History¶

0.0.80 (2015-08-10)¶

Added multiprocessing capabilities during census step.
Added a simple command line interface.
Removed prepare-evaluate paradigm from strategies and now perform counts directly on input data in one step.
Skip slides (and set all counts to 0) if their end_pos falls outside of the region on that particular genome’s chromosome/contig.
Rename KMerCounterStrategy to MotifCounterStrategy
Fixed bug causing use_and to not work as expected for chromosomes not explicitly listed in the exceptions dict when also using use_chrom.
Support use of FASTA files which must be supplied with a samtools faidx style index.
Stopped supporting Python 3 due to incompatability with buffer and memoryview.
Prevent query from deep copying itself on return. Note this means that a query will alter the original Goldilocks object.
Now using a 3D numpy matrix to store counters with memory shared to support multiprocessing during census.
Removed StrategyValue as these cannot be stored in shared memory.
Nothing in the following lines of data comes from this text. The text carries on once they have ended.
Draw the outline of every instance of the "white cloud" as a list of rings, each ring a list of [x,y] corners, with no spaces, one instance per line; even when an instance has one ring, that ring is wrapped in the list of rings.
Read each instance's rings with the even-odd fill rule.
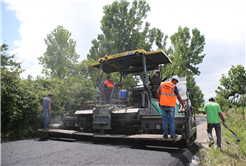
[[[17,47],[10,53],[29,64],[23,74],[41,74],[38,57],[46,51],[44,38],[58,25],[68,29],[71,38],[77,41],[77,53],[85,59],[91,47],[91,41],[97,37],[100,30],[103,6],[112,1],[5,1],[8,9],[16,11],[16,17],[21,22],[20,41],[14,41]]]
[[[21,22],[15,41],[18,58],[27,69],[24,77],[41,74],[38,57],[46,50],[44,38],[57,25],[68,29],[71,38],[77,41],[77,53],[86,58],[91,41],[102,33],[100,20],[103,6],[113,0],[32,0],[5,1],[9,10],[16,12]],[[147,21],[151,27],[160,28],[170,37],[178,26],[198,28],[206,38],[204,62],[199,65],[201,75],[197,84],[205,94],[205,100],[215,95],[221,74],[226,74],[231,65],[245,63],[245,1],[164,1],[147,0],[151,6]],[[170,41],[169,41],[170,44]],[[240,47],[239,47],[240,46]],[[244,59],[244,60],[243,60]],[[214,72],[215,71],[215,72]],[[215,74],[216,73],[216,74]],[[214,75],[215,74],[215,75]]]

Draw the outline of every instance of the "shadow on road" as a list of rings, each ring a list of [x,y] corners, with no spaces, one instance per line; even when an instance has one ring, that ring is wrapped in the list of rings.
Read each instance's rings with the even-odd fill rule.
[[[199,151],[199,146],[197,143],[193,143],[188,148],[180,148],[175,147],[174,143],[169,143],[169,147],[167,146],[153,146],[151,144],[146,144],[146,142],[140,141],[132,141],[126,139],[109,139],[109,138],[91,138],[91,137],[83,137],[83,138],[39,138],[36,141],[66,141],[66,142],[74,142],[83,143],[83,144],[93,144],[93,145],[104,145],[104,146],[117,146],[118,148],[131,148],[131,149],[139,149],[146,151],[158,151],[169,153],[172,157],[177,158],[178,163],[174,163],[174,165],[189,165],[192,160],[192,157]],[[173,145],[173,146],[172,146]]]

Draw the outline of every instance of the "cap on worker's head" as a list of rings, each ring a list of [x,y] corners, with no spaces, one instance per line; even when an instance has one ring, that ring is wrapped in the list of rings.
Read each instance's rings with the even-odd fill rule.
[[[179,77],[178,77],[178,76],[173,76],[173,77],[172,77],[172,80],[173,80],[173,79],[174,79],[174,80],[177,80],[177,81],[179,82]]]
[[[214,96],[210,96],[208,100],[209,101],[214,101],[215,100],[215,97]]]

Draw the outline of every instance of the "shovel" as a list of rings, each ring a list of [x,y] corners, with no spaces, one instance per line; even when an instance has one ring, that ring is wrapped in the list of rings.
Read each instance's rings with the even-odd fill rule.
[[[222,123],[223,124],[223,123]],[[238,142],[240,142],[240,139],[238,138],[238,136],[236,135],[236,133],[234,133],[228,126],[225,126],[224,124],[223,124],[223,126],[225,127],[225,128],[227,128],[230,132],[232,132],[232,134],[234,135],[234,137],[236,138],[236,140],[238,141]]]

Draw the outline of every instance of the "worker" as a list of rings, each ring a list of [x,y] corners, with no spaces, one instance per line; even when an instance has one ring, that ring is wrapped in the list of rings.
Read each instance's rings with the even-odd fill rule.
[[[220,109],[220,105],[214,102],[215,97],[210,97],[208,103],[205,104],[203,108],[203,115],[207,114],[207,132],[209,137],[209,147],[214,144],[214,139],[212,135],[212,129],[215,128],[217,136],[217,146],[221,149],[221,126],[220,119],[224,126],[226,126],[224,116]]]
[[[51,99],[54,97],[53,93],[49,93],[48,97],[43,99],[43,112],[44,112],[44,129],[48,129],[51,112]]]
[[[175,105],[176,97],[182,105],[182,108],[186,111],[184,103],[179,95],[179,90],[176,84],[179,82],[178,76],[173,76],[171,81],[162,82],[157,90],[157,97],[159,100],[159,106],[161,107],[163,117],[163,137],[168,138],[168,118],[170,125],[170,136],[173,140],[178,137],[175,134]]]
[[[114,82],[110,79],[110,76],[107,76],[107,79],[104,81],[104,84],[108,88],[113,88],[114,87]]]

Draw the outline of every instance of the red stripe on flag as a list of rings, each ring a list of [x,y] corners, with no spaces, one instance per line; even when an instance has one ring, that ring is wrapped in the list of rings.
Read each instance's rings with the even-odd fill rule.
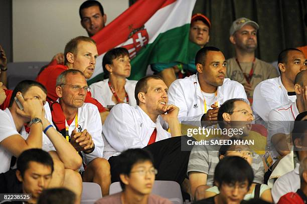
[[[92,38],[96,41],[98,54],[125,42],[133,30],[138,29],[159,9],[176,0],[139,0]]]
[[[172,4],[174,3],[177,0],[167,0],[166,3],[164,3],[164,4],[163,5],[162,5],[162,6],[161,7],[161,9],[162,9],[164,7],[166,7],[167,6],[168,6],[168,5],[169,5],[170,4]]]

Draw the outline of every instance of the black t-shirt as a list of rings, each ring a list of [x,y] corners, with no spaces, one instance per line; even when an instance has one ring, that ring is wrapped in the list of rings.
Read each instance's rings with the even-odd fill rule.
[[[23,183],[16,176],[16,169],[0,173],[0,193],[22,193]]]
[[[214,197],[218,195],[215,195],[213,197],[210,197],[206,199],[203,199],[202,200],[198,200],[196,202],[193,202],[193,204],[215,204],[214,202]],[[246,204],[247,201],[243,200],[240,202],[241,204]]]

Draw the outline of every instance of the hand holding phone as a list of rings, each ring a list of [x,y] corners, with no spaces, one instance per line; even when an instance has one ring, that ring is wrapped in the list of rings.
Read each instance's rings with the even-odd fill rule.
[[[42,117],[44,108],[41,102],[37,98],[28,98],[25,100],[22,93],[18,92],[14,99],[19,108],[16,109],[16,112],[19,115],[30,119]]]

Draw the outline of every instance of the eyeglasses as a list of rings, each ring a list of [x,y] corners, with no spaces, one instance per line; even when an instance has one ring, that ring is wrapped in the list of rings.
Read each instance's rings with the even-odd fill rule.
[[[240,153],[244,156],[248,156],[252,157],[254,156],[254,153],[251,151],[246,151],[246,150],[241,150],[240,149],[235,150],[236,152]]]
[[[68,85],[72,88],[74,91],[79,92],[81,91],[81,89],[83,89],[84,91],[86,92],[89,92],[90,90],[90,88],[89,86],[85,86],[84,87],[81,87],[79,85],[73,85],[72,84],[61,84],[60,86],[62,85]]]
[[[144,176],[146,175],[147,172],[148,172],[150,175],[157,175],[158,173],[158,170],[156,168],[150,168],[150,169],[145,170],[145,169],[140,169],[136,170],[133,171],[131,171],[130,173],[137,173],[139,175]]]
[[[246,116],[251,116],[253,117],[253,120],[254,119],[254,115],[253,115],[252,113],[250,113],[248,111],[247,111],[245,109],[242,109],[242,110],[235,110],[234,111],[230,111],[228,112],[228,113],[229,113],[230,114],[231,114],[235,112],[240,112],[241,113],[243,114]]]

This makes ratio-based strategies a bit of a hack currently (but still work...)
tldr; Goldilocks is at least 2-4x faster than previously, even without multiprocessing

Officially add MIT license to repository.
Deprecate _filter.
Update and tidy examples.py.
is_seq argument to initialisation removed and replaced with is_pos.
Use is_pos to indicate the expected input is positional, not sequence.
Force use of PositionCounterStrategy when is_pos is True.
Sequence data now read in to 0-indexed arrays to avoid the overhead of string

re-allocation by having to append a padding character to the beginning of very long strings.
Region metadata continues to use 1-indexed positions for user output.
VariantCounterStrategy now PositionCounterStrategy.
PositionCounterStrategy expects 1-indexed lists of positions;

prepare populates the listed locations with 1 and then evaluate returns the sum as before.
test_regression2 updated to account for converting 1-index to 0-index when

manually handling the sequence for expected results.
query accepts gmax and gmin arguments to filter candidate regions by the group-track value.
CandidateList removed and replaced with simply returning a new Goldilocks.

Goldilocks.sorted_regions stores a list of region ids to represent the result of a sorting operation following a call to query.
Regions in Goldilocks.regions now always have a copy of their “id” as a key.
__check_exclusions now accepts a group and track for more complex exclusion-based operations.
region_group_lte and region_group_gte added to usable exclusion fields to remove regions where the value of the desired group/track combination is less/greater than or equal to the value of the group/track set by the current query.
query now returns a new Goldilocks instance, rather than a CandidateList.
Goldilocks.candidates property now allows access to regions, this property will maintain the order of sorted_regions if it has one.
export_meta now allows group=None
CandidateList class deleted.
Test data that is no longer used has been deleted.
Scripts for generating test data added to test_gen/ directory.
Tests updated to reflect the fact CandidateList lists are no longer returned by query.
_filter is to be deprecated in favour of query by 0.0.7

Massively updated! Compatability with previous versions very broken.
Software retrofitted to be much more flexible to support a wider range of problems.